Última atualização em 23 de setembro de 2025 às 20h14.
O Brasil registra gastos tributários que variam entre 4% e 6% do Produto Interno Bruto (PIB), o equivalente a aproximadamente 28% das receitas da União. Estudo do Instituto Esfera, em parceria com a Associação Brasileira da Indústria Química (Abiquim), aponta que os percentuais dos gastos superam o orçamento dos próprios ministérios ligados às atividades econômicas que são beneficiados por essa política. Somado a isso, pouco se sabe sobre a eficiência e retorno desses benefícios para os brasileiros.
Os chamados gastos tributários são renúncias de receita pública que são concedidas através de isenções de impostos e alíquotas diferenciadas a determinados setores produtivos, política muito utilizada nas principais economias do mundo.

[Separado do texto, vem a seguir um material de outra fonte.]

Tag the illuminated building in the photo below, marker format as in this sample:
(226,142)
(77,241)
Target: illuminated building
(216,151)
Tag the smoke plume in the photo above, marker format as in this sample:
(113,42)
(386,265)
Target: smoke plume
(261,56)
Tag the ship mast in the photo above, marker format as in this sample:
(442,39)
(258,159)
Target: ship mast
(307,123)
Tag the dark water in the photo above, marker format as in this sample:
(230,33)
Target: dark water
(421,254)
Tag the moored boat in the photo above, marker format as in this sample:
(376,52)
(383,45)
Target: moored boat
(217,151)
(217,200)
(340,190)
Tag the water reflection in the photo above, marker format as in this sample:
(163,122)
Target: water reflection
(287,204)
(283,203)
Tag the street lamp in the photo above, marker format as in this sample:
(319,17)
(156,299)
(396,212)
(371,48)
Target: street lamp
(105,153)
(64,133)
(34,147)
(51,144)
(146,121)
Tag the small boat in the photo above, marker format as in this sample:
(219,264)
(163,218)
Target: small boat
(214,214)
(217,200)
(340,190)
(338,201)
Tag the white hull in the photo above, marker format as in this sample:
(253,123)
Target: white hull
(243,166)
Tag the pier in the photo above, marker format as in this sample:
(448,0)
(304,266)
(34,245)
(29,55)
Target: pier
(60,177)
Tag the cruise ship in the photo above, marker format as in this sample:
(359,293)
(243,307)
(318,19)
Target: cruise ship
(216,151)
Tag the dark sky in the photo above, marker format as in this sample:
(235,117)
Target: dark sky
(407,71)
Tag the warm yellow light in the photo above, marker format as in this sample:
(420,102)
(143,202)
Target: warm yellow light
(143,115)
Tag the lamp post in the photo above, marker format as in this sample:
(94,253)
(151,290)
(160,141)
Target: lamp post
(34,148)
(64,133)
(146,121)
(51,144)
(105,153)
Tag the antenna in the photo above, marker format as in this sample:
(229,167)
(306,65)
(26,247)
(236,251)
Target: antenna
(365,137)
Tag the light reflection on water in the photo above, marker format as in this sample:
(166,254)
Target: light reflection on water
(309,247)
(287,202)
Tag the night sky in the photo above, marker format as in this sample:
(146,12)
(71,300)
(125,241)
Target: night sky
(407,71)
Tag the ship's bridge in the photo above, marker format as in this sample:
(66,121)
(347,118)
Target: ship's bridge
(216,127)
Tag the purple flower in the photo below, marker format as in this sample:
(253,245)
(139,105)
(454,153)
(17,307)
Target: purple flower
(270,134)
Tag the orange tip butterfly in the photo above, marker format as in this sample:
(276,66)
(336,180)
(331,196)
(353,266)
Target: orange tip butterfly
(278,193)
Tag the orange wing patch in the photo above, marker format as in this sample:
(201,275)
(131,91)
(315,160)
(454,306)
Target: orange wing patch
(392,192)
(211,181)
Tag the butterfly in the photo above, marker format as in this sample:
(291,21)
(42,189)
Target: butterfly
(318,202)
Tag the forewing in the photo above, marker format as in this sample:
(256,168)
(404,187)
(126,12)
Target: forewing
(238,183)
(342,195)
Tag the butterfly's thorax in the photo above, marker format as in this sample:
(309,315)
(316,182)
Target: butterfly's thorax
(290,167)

A concessão do benefício passa pela aprovação do Congresso Nacional e é sancionada pelo presidente da República.
A pesquisa aponta que, na Agricultura, por exemplo, essa renúncia de receita é cinco vezes maior que o orçamento da pasta; em Minas e Energia, quase quatro vezes; já na Saúde e na Educação, as renúncias equivalem a 0,4 e 0,2 vezes os gastos diretos, respectivamente.
Para além dos números, o diretor acadêmico do Instituto Esfera Fernando Meneguin aponta para um problema estrutural dos benefícios: a falta de governança sobre esses gastos tributários.
“A discussão sobre os gastos tributários surgiu por uma necessidade de se combater o déficit; no entanto, o que temos de perceber é que os gastos tributários são uma forma de atenuar a alta carga tributária. O problema não é a existência dos gastos tributários, mas sim a falta de transparência e de análise de eficiência deles”, comenta.
Governança
Ao comparar com outros países, o levantamento revela que os gastos tributários são um fenômeno global. Países como Suécia, Finlândia e Holanda possuem um percentual ainda maior de renúncias fiscais em relação ao seu PIB. Apesar de estar dentro dos patamares praticados por outras economias do mundo, o Brasil não trabalha com mecanismos de controle capazes de avaliar o impacto e a qualidade desses benefícios. Organismos internacionais como o Fundo Monetário Internacional (FMI) e o Banco Mundial destacam três práticas positivas para essa análise:
Transparência e avaliação: equiparar a análise de gastos tributários à de gastos diretos. Estabelecer metas claras e instituir relatórios regulares.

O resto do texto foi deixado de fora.